Ce système est l’un des plus complets au monde ; il s’est construit au fil des années, depuis 1951, avec la création d’un fonds de garantie, jusqu’en 2008, avec la création du service d’aide au recouvrement des victimes d’infractions (Sarvi). Ce système, assez important, a toujours eu pour souci la réparation et les droits de la victime.

Cela vient d’être souligné, la question a trait non au système, mais à l’accès réel au droit de réparation, du fait d’une confusion possible dans la compréhension des délais de forclusion. Jusqu’en 2000, les choses étaient claires : en l’absence d’une action pénale engagée, le délai de forclusion était de trois ans ; si l’action pénale était engagée, le délai était prorogé d’un an après la décision définitive.

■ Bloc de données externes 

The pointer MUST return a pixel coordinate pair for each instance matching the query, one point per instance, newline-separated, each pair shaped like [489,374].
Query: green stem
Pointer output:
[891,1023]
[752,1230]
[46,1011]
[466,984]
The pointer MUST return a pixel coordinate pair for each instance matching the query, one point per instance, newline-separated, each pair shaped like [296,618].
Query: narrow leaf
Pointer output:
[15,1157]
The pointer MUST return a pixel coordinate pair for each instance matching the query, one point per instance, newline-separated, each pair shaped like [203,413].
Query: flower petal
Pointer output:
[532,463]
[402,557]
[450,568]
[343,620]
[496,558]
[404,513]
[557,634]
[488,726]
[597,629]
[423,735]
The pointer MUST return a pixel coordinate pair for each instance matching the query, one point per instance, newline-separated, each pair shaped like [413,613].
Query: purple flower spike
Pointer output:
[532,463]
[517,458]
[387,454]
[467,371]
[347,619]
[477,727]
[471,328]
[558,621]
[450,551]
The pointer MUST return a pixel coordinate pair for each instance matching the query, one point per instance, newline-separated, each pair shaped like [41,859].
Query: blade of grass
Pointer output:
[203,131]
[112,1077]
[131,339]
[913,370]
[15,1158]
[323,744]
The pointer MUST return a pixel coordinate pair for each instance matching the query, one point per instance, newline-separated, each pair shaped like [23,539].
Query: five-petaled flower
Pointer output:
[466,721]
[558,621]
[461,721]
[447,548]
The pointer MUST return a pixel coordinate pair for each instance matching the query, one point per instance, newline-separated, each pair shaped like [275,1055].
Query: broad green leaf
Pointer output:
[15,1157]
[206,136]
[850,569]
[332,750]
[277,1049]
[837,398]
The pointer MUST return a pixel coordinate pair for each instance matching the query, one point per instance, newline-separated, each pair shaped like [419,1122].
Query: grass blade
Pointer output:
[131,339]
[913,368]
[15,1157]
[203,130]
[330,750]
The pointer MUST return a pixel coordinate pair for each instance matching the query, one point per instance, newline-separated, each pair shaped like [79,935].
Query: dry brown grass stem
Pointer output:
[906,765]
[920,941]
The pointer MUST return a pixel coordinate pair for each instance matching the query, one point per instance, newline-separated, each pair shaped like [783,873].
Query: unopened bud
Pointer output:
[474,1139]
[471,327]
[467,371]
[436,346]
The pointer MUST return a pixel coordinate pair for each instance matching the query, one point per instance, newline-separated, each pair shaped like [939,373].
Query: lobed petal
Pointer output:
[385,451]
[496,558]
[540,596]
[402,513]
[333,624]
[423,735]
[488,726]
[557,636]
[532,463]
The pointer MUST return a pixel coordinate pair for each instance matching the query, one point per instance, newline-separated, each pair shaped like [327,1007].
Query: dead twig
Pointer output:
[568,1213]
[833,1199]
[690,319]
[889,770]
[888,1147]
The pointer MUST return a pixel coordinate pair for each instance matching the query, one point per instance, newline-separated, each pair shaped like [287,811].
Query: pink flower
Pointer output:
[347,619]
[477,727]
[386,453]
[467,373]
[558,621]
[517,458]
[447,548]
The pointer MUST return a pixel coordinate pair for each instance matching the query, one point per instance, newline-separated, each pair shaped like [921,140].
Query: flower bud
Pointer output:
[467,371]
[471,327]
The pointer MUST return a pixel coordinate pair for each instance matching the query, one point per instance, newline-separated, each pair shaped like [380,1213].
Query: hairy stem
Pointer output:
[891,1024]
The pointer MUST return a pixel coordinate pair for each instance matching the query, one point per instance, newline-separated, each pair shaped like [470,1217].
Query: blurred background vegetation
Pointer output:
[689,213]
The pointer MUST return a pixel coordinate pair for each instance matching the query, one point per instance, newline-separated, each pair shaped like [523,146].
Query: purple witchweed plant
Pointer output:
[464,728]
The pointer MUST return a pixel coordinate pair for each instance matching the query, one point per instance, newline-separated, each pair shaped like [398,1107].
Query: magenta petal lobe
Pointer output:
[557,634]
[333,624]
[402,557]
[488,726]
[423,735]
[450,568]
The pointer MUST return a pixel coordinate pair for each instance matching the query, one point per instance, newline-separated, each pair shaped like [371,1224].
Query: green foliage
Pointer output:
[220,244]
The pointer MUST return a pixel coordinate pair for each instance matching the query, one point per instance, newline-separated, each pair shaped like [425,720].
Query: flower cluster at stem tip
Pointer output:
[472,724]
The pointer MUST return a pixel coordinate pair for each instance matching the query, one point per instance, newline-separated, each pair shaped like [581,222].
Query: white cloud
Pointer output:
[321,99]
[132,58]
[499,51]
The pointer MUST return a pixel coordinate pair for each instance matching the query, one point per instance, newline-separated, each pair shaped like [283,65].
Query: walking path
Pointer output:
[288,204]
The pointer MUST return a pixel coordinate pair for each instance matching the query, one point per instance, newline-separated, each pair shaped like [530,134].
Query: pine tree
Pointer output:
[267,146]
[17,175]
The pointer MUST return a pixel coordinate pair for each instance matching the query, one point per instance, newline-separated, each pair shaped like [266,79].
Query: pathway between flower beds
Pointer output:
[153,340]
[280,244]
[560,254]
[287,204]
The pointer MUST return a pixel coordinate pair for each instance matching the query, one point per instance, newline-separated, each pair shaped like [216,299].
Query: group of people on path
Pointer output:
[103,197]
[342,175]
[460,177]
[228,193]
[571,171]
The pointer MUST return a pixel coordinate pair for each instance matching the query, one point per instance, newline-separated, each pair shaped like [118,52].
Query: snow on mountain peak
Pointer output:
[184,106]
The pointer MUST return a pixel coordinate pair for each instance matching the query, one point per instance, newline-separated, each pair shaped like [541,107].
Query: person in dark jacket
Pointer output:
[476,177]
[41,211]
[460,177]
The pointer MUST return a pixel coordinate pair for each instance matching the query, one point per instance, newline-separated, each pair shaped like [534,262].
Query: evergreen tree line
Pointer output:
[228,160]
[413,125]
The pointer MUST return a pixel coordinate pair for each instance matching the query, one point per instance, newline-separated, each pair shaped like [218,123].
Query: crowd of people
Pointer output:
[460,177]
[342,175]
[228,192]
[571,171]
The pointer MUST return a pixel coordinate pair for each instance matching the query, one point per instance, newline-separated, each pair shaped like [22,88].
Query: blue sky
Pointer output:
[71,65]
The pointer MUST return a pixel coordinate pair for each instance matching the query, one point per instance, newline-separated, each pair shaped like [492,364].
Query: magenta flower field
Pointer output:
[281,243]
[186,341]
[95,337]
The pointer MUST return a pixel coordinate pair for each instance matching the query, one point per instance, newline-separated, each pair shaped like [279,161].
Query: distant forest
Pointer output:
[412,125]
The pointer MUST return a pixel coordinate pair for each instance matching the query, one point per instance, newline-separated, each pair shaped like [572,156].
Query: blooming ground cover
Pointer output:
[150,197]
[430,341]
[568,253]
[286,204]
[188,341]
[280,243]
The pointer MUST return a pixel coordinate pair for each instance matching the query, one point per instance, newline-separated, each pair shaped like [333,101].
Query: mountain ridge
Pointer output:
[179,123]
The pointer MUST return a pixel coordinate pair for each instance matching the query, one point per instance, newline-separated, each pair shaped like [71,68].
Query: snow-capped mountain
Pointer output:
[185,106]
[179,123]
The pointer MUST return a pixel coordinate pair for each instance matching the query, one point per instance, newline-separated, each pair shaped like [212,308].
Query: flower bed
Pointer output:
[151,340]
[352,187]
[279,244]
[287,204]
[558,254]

En 2000, le législateur, voulant protéger la victime au travers d’une augmentation du droit de celle-ci à être informée, ne s’est pas contenté de donner un droit à l’information ; il a instauré un délai différent, d’un an, à partir de cette notification.

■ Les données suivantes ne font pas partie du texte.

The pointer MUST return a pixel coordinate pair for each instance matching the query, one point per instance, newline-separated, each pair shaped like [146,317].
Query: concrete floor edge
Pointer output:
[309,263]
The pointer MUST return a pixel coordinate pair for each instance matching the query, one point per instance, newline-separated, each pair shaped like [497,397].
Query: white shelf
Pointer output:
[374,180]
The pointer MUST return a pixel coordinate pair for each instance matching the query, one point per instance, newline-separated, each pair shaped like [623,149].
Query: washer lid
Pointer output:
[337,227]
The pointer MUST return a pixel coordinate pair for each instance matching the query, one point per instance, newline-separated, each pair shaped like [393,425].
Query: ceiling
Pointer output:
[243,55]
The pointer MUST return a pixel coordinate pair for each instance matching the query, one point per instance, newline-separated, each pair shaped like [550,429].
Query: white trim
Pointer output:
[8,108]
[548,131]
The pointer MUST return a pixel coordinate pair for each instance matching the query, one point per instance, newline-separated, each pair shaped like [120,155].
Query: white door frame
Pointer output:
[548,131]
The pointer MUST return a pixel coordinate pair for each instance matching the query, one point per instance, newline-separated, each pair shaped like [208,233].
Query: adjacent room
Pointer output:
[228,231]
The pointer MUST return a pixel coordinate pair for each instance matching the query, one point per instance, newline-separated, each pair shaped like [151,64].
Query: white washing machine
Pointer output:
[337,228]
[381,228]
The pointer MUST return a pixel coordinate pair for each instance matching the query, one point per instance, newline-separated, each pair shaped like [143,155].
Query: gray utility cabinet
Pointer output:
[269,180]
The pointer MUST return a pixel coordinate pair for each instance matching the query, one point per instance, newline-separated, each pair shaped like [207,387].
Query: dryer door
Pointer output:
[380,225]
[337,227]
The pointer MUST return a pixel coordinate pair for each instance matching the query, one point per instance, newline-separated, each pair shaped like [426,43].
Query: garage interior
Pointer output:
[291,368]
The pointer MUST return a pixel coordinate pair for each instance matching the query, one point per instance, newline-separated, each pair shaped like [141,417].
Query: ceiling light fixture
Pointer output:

On peut donc avoir deux délais différents pour une même situation, car il est assez logique que la ou les victimes veuillent aller au bout de la procédure avant de saisir la CIVI pour obtenir réparation. Malheureusement, les cas de forclusion se sont multipliés, avant même que les victimes puissent en prendre conscience.

Nous nous sommes posé une question, au cours de nos auditions : pourquoi s’est-il écoulé vingt ans avant que l’on se décide à changer le droit ? L’explication est assez simple : l’information des victimes par les juridictions est devenue quasi systématique et automatique dans les années 2010, du fait de la numérisation des procédures. Par conséquent, le nombre de cas dans lesquels les victimes ont été forcloses, en raison de la mauvaise compréhension du délai et de la volonté d’attendre une décision définitive, s’est multiplié. La jurisprudence l’a d’ailleurs confirmé, dans un arrêt de la Cour de cassation de 2013, qui analyse le droit stricto sensu et montre qu’il peut y avoir problème.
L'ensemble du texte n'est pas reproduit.